Acaba desta maneira:

Lamentavelmente, consistem em concepções destituídas de mérito fidedigno, assim como as adaptações em película das obras literárias de Stephen King,  mais de 73% dos games produzidos após o segundo trimestre de 2002, alicerçados a partir de obras cinematográficas, porquanto submetem a um conteúdo tão raso quanto o Mar de Azov, chamado na Grécia Clássica de Lagoa Meótida, o player, um abnóxio sujeito que almeja apenas entretenimento pertinente. Não obstante, ainda apresentam percentual de aliquid novi praticamente nulo; falha esta já apreciada por Aristóteles na Poética ao asseverar que é um erro de arte imitar um original de forma equivocada.

É foda, né não? Diz aí…

Gustavo Audi

Se fosse uma entrevista de emprego, diria: inteligente, esforçado e cujo maior defeito é cobrar demais de si mesmo... Como não é, digo apenas que sou apaixonado por jogos, histórias e cultura nerd.

Este post tem 8 comentários

  1. Cara, muito bom esse post. Me fez lembrar um quadro que o Othon Moarcyr Garcia fez em seu livro Comunicação em Prosa Moderna.

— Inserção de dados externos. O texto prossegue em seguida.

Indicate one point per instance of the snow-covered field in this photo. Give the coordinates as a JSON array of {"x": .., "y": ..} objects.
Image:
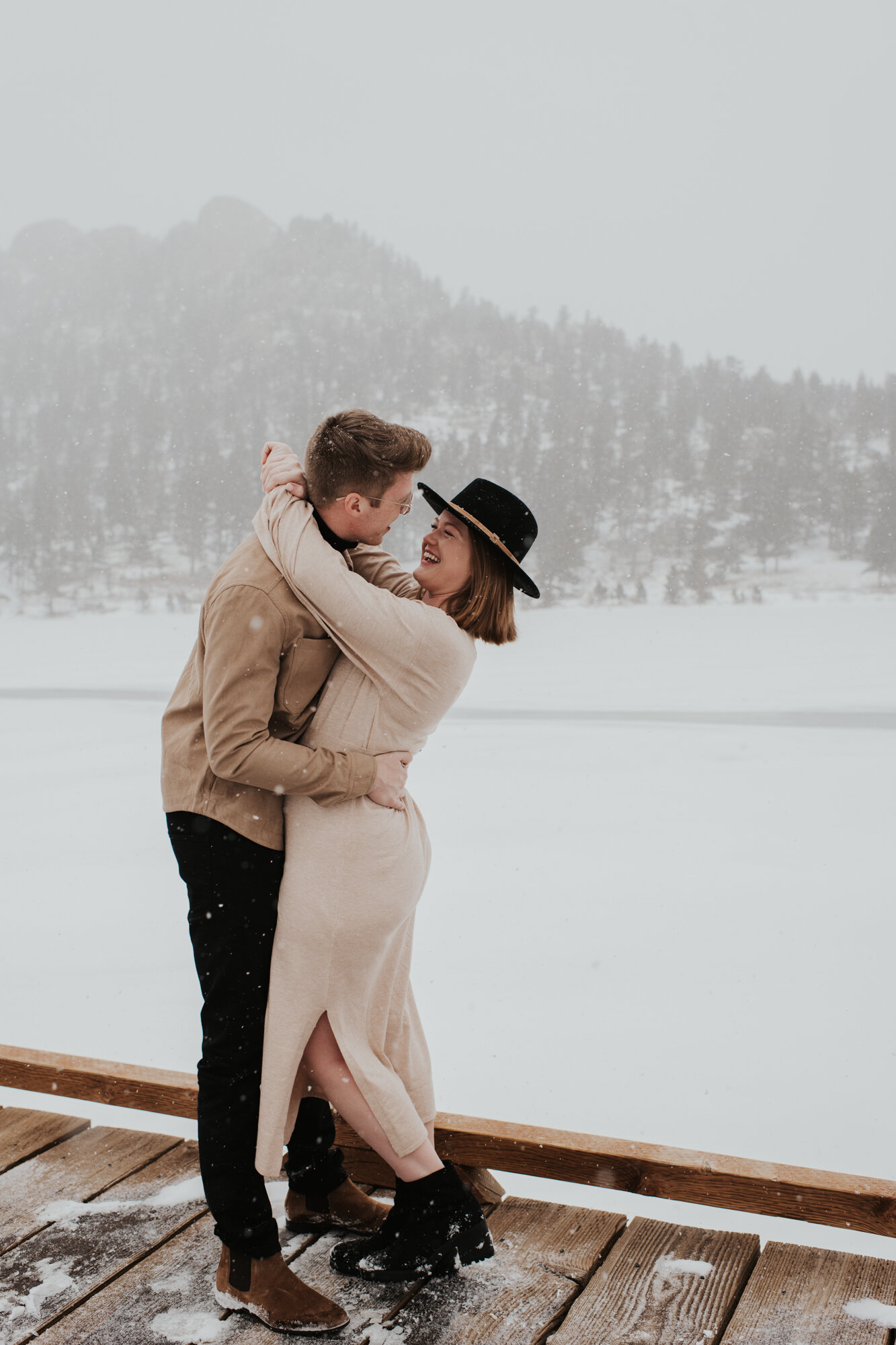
[{"x": 677, "y": 933}]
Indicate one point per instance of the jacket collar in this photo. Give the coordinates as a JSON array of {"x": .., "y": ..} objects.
[{"x": 329, "y": 536}]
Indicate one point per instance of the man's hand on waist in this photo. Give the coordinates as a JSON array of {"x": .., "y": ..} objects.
[{"x": 392, "y": 778}]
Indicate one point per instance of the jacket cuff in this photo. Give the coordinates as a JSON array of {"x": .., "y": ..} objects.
[{"x": 364, "y": 773}]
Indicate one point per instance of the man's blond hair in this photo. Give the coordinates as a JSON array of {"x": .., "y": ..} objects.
[{"x": 356, "y": 451}]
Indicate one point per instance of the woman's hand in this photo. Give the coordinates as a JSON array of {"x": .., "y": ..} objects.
[{"x": 282, "y": 467}]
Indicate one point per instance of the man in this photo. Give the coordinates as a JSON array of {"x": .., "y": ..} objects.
[{"x": 231, "y": 755}]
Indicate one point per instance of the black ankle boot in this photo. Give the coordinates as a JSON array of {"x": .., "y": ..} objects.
[
  {"x": 315, "y": 1174},
  {"x": 435, "y": 1226}
]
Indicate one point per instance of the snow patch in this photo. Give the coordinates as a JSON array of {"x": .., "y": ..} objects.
[
  {"x": 54, "y": 1280},
  {"x": 189, "y": 1328},
  {"x": 872, "y": 1311},
  {"x": 669, "y": 1266},
  {"x": 178, "y": 1194}
]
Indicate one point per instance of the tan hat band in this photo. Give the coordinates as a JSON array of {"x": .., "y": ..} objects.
[{"x": 493, "y": 537}]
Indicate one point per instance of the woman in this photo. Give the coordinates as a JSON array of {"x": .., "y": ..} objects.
[{"x": 341, "y": 1013}]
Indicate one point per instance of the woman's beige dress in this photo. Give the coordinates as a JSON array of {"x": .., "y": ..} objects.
[{"x": 354, "y": 872}]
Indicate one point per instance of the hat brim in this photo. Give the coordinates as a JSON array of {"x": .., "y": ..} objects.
[{"x": 518, "y": 576}]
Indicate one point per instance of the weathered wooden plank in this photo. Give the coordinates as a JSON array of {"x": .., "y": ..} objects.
[
  {"x": 542, "y": 1256},
  {"x": 167, "y": 1295},
  {"x": 366, "y": 1167},
  {"x": 88, "y": 1245},
  {"x": 702, "y": 1179},
  {"x": 803, "y": 1295},
  {"x": 79, "y": 1169},
  {"x": 170, "y": 1297},
  {"x": 167, "y": 1091},
  {"x": 822, "y": 1198},
  {"x": 662, "y": 1284},
  {"x": 25, "y": 1133}
]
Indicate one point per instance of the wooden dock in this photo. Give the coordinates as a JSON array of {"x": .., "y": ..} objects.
[{"x": 106, "y": 1238}]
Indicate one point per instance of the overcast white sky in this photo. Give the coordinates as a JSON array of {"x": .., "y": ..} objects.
[{"x": 716, "y": 173}]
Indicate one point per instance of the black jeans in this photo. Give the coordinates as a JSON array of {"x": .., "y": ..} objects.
[{"x": 233, "y": 886}]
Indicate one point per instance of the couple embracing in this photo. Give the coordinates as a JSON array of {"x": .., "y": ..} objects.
[{"x": 321, "y": 669}]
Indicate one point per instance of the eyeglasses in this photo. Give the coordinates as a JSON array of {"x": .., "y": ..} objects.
[{"x": 404, "y": 506}]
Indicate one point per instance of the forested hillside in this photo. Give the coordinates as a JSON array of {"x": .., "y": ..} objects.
[{"x": 139, "y": 380}]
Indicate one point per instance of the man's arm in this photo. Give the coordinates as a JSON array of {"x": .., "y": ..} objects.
[
  {"x": 244, "y": 638},
  {"x": 381, "y": 570}
]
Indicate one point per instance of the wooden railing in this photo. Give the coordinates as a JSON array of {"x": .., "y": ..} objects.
[{"x": 819, "y": 1198}]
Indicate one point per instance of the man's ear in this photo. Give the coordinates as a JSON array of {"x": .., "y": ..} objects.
[{"x": 353, "y": 504}]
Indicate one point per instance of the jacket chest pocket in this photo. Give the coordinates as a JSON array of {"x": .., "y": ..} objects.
[{"x": 303, "y": 672}]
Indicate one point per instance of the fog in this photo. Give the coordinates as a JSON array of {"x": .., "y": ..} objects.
[
  {"x": 637, "y": 263},
  {"x": 716, "y": 176}
]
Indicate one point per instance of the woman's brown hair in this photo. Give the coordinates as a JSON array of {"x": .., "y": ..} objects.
[{"x": 485, "y": 606}]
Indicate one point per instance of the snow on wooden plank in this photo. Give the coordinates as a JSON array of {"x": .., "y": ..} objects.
[
  {"x": 542, "y": 1256},
  {"x": 170, "y": 1297},
  {"x": 25, "y": 1133},
  {"x": 77, "y": 1169},
  {"x": 662, "y": 1284},
  {"x": 803, "y": 1295},
  {"x": 88, "y": 1245},
  {"x": 702, "y": 1179}
]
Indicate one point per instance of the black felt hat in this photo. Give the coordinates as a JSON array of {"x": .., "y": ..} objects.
[{"x": 501, "y": 517}]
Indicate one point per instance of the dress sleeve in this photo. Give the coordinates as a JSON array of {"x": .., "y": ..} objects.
[{"x": 378, "y": 631}]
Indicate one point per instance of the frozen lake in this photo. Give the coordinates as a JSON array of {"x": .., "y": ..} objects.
[{"x": 667, "y": 931}]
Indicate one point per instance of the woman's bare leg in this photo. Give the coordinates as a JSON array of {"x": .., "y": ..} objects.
[{"x": 327, "y": 1070}]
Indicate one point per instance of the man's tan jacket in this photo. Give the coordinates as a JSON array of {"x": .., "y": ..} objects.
[{"x": 229, "y": 734}]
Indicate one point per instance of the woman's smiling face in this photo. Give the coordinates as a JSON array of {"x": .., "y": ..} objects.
[{"x": 446, "y": 562}]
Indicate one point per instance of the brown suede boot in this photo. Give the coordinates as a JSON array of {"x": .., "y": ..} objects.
[
  {"x": 346, "y": 1207},
  {"x": 270, "y": 1289}
]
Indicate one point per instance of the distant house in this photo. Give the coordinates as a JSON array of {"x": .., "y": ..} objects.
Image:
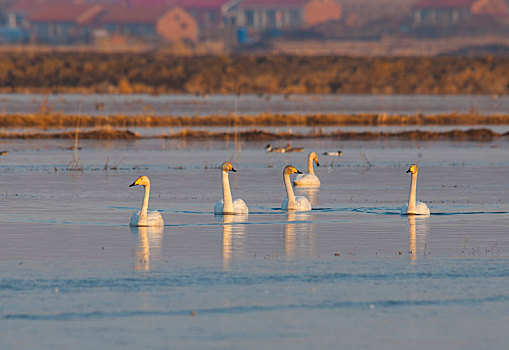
[
  {"x": 172, "y": 24},
  {"x": 493, "y": 8},
  {"x": 207, "y": 13},
  {"x": 54, "y": 22},
  {"x": 282, "y": 14},
  {"x": 450, "y": 12}
]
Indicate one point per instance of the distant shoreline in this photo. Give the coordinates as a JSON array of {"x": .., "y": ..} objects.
[
  {"x": 205, "y": 128},
  {"x": 159, "y": 73},
  {"x": 61, "y": 121}
]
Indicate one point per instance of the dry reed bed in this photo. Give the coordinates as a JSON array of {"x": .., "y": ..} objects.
[
  {"x": 43, "y": 121},
  {"x": 478, "y": 135},
  {"x": 165, "y": 73}
]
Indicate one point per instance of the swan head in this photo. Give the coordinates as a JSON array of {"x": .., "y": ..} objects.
[
  {"x": 141, "y": 181},
  {"x": 413, "y": 169},
  {"x": 314, "y": 157},
  {"x": 228, "y": 167},
  {"x": 290, "y": 169}
]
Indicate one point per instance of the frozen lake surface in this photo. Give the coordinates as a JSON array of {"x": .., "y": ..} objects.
[
  {"x": 352, "y": 273},
  {"x": 191, "y": 105}
]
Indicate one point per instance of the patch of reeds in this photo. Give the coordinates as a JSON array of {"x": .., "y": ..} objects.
[
  {"x": 478, "y": 135},
  {"x": 55, "y": 120},
  {"x": 96, "y": 134}
]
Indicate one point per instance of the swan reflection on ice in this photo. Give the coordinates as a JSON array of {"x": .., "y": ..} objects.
[
  {"x": 310, "y": 192},
  {"x": 234, "y": 237},
  {"x": 147, "y": 240},
  {"x": 418, "y": 228},
  {"x": 299, "y": 235}
]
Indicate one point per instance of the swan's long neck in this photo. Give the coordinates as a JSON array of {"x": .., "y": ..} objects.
[
  {"x": 144, "y": 207},
  {"x": 227, "y": 193},
  {"x": 310, "y": 165},
  {"x": 289, "y": 191},
  {"x": 413, "y": 193}
]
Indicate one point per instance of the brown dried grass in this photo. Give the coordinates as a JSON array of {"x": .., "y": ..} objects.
[{"x": 45, "y": 121}]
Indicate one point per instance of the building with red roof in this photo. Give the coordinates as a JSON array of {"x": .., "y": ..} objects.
[
  {"x": 262, "y": 15},
  {"x": 208, "y": 13},
  {"x": 451, "y": 12},
  {"x": 172, "y": 24}
]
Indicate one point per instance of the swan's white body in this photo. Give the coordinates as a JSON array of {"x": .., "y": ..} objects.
[
  {"x": 271, "y": 149},
  {"x": 333, "y": 153},
  {"x": 310, "y": 179},
  {"x": 291, "y": 202},
  {"x": 414, "y": 207},
  {"x": 227, "y": 205},
  {"x": 143, "y": 217},
  {"x": 289, "y": 148}
]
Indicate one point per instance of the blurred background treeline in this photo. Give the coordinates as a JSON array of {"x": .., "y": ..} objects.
[
  {"x": 302, "y": 27},
  {"x": 240, "y": 74}
]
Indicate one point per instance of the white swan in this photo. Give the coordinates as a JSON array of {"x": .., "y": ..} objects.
[
  {"x": 227, "y": 205},
  {"x": 310, "y": 179},
  {"x": 414, "y": 207},
  {"x": 289, "y": 148},
  {"x": 271, "y": 149},
  {"x": 143, "y": 217},
  {"x": 299, "y": 203},
  {"x": 333, "y": 153}
]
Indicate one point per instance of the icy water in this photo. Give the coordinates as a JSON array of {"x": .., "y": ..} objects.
[
  {"x": 350, "y": 274},
  {"x": 179, "y": 105}
]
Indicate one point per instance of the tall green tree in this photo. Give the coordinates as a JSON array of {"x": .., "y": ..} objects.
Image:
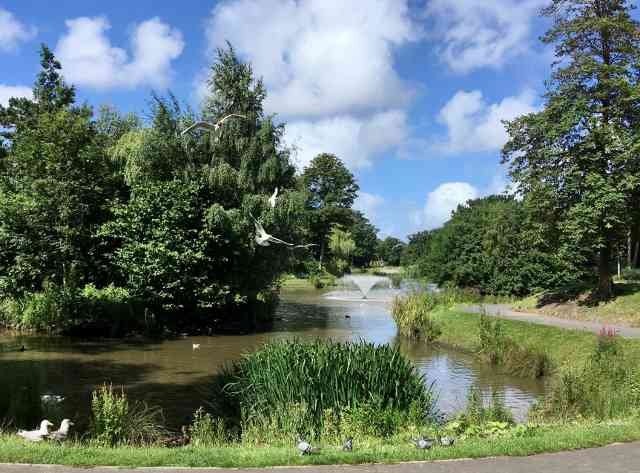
[
  {"x": 185, "y": 241},
  {"x": 576, "y": 161},
  {"x": 364, "y": 234},
  {"x": 54, "y": 186},
  {"x": 331, "y": 191}
]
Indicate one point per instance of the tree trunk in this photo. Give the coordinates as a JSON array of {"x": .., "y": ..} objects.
[{"x": 605, "y": 283}]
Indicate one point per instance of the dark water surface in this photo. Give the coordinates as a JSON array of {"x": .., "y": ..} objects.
[{"x": 173, "y": 375}]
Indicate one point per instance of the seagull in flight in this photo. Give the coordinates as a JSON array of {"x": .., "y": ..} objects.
[
  {"x": 263, "y": 238},
  {"x": 211, "y": 126},
  {"x": 272, "y": 199}
]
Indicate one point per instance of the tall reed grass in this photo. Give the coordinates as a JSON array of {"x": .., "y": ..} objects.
[
  {"x": 607, "y": 386},
  {"x": 315, "y": 388}
]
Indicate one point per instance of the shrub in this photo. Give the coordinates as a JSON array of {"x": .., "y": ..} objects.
[
  {"x": 606, "y": 386},
  {"x": 206, "y": 430},
  {"x": 631, "y": 274},
  {"x": 412, "y": 314},
  {"x": 502, "y": 351},
  {"x": 288, "y": 387},
  {"x": 117, "y": 422}
]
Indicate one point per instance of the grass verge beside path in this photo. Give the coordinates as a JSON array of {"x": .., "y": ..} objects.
[
  {"x": 460, "y": 330},
  {"x": 624, "y": 309},
  {"x": 551, "y": 438}
]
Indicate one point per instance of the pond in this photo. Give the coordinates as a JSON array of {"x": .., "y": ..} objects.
[{"x": 174, "y": 375}]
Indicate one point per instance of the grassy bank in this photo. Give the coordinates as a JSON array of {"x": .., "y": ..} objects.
[
  {"x": 624, "y": 309},
  {"x": 548, "y": 438}
]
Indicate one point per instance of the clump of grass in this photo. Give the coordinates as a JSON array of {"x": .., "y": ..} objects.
[
  {"x": 115, "y": 421},
  {"x": 207, "y": 431},
  {"x": 607, "y": 386},
  {"x": 412, "y": 314},
  {"x": 514, "y": 358},
  {"x": 299, "y": 387}
]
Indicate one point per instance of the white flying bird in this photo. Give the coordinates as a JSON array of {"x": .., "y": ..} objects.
[
  {"x": 211, "y": 126},
  {"x": 263, "y": 238},
  {"x": 272, "y": 199},
  {"x": 36, "y": 435}
]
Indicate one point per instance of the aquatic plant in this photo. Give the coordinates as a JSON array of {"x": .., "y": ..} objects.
[
  {"x": 512, "y": 357},
  {"x": 290, "y": 387},
  {"x": 412, "y": 314},
  {"x": 116, "y": 421},
  {"x": 607, "y": 386}
]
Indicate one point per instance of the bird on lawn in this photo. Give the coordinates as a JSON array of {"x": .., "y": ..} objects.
[
  {"x": 63, "y": 432},
  {"x": 423, "y": 443},
  {"x": 51, "y": 398},
  {"x": 272, "y": 199},
  {"x": 305, "y": 447},
  {"x": 211, "y": 126},
  {"x": 447, "y": 441},
  {"x": 38, "y": 434}
]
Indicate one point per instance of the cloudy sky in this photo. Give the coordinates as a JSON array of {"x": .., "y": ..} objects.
[{"x": 409, "y": 94}]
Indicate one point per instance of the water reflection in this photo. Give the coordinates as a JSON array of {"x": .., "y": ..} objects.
[{"x": 170, "y": 373}]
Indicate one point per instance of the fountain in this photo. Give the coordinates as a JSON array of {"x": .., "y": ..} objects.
[{"x": 366, "y": 282}]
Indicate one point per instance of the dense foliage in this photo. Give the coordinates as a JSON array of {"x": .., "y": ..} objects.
[
  {"x": 576, "y": 161},
  {"x": 488, "y": 245}
]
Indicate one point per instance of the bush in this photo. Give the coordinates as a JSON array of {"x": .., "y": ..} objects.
[
  {"x": 606, "y": 387},
  {"x": 288, "y": 387},
  {"x": 412, "y": 314},
  {"x": 117, "y": 422},
  {"x": 631, "y": 274},
  {"x": 206, "y": 430},
  {"x": 502, "y": 351}
]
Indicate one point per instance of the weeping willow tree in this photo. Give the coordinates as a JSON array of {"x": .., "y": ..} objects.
[{"x": 185, "y": 240}]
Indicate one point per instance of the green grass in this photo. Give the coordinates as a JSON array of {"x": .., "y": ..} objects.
[
  {"x": 624, "y": 309},
  {"x": 564, "y": 347},
  {"x": 550, "y": 438},
  {"x": 320, "y": 389}
]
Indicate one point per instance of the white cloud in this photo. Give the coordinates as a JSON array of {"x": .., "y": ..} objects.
[
  {"x": 445, "y": 199},
  {"x": 319, "y": 57},
  {"x": 482, "y": 33},
  {"x": 473, "y": 125},
  {"x": 8, "y": 91},
  {"x": 89, "y": 59},
  {"x": 369, "y": 204},
  {"x": 354, "y": 140},
  {"x": 12, "y": 31}
]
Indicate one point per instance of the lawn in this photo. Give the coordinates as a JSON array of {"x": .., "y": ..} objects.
[
  {"x": 461, "y": 330},
  {"x": 550, "y": 438},
  {"x": 624, "y": 309}
]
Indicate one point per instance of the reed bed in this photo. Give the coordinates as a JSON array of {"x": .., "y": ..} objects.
[{"x": 316, "y": 387}]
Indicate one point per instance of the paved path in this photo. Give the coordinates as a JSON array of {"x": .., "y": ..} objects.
[
  {"x": 619, "y": 458},
  {"x": 504, "y": 311}
]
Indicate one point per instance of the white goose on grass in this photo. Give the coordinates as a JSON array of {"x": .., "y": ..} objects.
[
  {"x": 63, "y": 432},
  {"x": 211, "y": 126},
  {"x": 36, "y": 435},
  {"x": 272, "y": 199}
]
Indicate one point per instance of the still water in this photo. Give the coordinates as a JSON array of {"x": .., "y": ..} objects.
[{"x": 174, "y": 375}]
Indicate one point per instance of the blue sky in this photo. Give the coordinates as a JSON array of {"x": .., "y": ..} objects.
[{"x": 410, "y": 94}]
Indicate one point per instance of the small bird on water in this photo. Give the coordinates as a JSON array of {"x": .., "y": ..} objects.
[
  {"x": 423, "y": 443},
  {"x": 38, "y": 434},
  {"x": 63, "y": 432}
]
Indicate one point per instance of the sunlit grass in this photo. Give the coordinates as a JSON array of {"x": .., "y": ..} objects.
[{"x": 549, "y": 438}]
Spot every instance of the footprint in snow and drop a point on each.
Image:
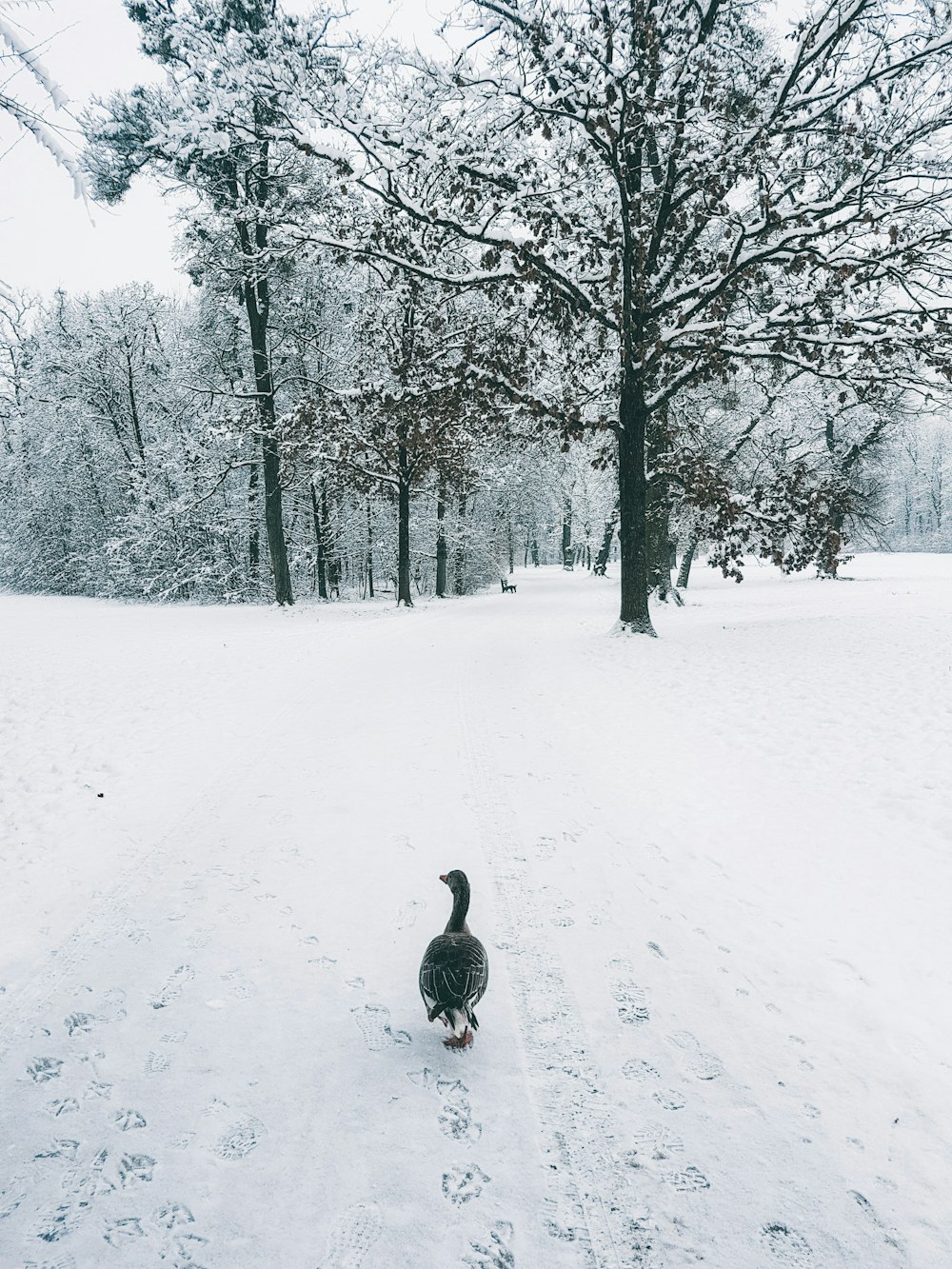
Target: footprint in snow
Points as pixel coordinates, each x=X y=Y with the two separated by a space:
x=173 y=987
x=688 y=1181
x=240 y=1139
x=41 y=1070
x=352 y=1238
x=464 y=1184
x=655 y=1142
x=787 y=1246
x=669 y=1100
x=701 y=1063
x=373 y=1024
x=631 y=999
x=407 y=914
x=498 y=1254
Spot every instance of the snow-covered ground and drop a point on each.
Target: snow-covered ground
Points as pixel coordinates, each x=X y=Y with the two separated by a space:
x=712 y=872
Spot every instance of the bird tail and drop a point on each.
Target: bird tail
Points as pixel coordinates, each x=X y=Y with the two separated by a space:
x=460 y=1018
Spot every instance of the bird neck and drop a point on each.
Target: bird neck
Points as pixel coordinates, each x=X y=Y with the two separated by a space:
x=461 y=906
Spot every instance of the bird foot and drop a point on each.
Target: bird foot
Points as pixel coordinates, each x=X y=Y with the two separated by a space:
x=464 y=1041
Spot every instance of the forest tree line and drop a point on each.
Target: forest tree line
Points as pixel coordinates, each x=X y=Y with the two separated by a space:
x=605 y=279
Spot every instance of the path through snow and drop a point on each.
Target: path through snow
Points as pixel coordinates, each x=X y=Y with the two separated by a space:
x=711 y=871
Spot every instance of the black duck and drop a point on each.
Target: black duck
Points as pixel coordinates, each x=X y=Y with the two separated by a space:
x=455 y=970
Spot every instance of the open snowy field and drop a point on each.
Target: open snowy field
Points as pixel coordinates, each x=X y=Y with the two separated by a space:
x=712 y=872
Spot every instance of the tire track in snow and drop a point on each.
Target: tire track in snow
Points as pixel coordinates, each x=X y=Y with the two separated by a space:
x=593 y=1203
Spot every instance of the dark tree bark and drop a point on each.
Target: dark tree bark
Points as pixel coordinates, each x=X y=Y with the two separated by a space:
x=685 y=563
x=369 y=551
x=607 y=538
x=632 y=499
x=567 y=533
x=460 y=556
x=254 y=547
x=441 y=538
x=404 y=477
x=257 y=305
x=319 y=538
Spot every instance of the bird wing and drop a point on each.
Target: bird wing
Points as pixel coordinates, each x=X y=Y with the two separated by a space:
x=455 y=971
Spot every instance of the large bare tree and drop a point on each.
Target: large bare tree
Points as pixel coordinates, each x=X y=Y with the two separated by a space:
x=684 y=184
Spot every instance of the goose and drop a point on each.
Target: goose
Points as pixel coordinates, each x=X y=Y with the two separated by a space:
x=455 y=970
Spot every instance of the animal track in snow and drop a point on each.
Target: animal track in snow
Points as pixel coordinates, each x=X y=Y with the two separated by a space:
x=788 y=1248
x=373 y=1024
x=631 y=999
x=135 y=1168
x=122 y=1233
x=464 y=1184
x=669 y=1100
x=129 y=1120
x=80 y=1024
x=545 y=848
x=158 y=1062
x=657 y=1142
x=63 y=1105
x=170 y=1216
x=689 y=1180
x=352 y=1238
x=44 y=1069
x=868 y=1210
x=407 y=914
x=240 y=1139
x=498 y=1254
x=173 y=987
x=456 y=1113
x=700 y=1063
x=638 y=1069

Nesse quadro, ele mostra que é possível escrever inúmeras possibilidades de textos que não dizem porra nenhuma, de inúmeras maneiras diferentes, simplesmente fazendo combinações aleatórias entre os elementos de várias colunas do quadro. hehehe

  2. Don Vittor

    Muito bom esse texto, meu amigo! Tem horas que até pensei em estar recebendo uma indireta ahuUHAUHHUAHUAHUAUHA

  3. Raimundo Lonato

    Depois de ler essa postagem,vamos elaborar um texto que se aproxime de um ensaio que aborde a literatura de Proust e os diálogos da cultura nerd.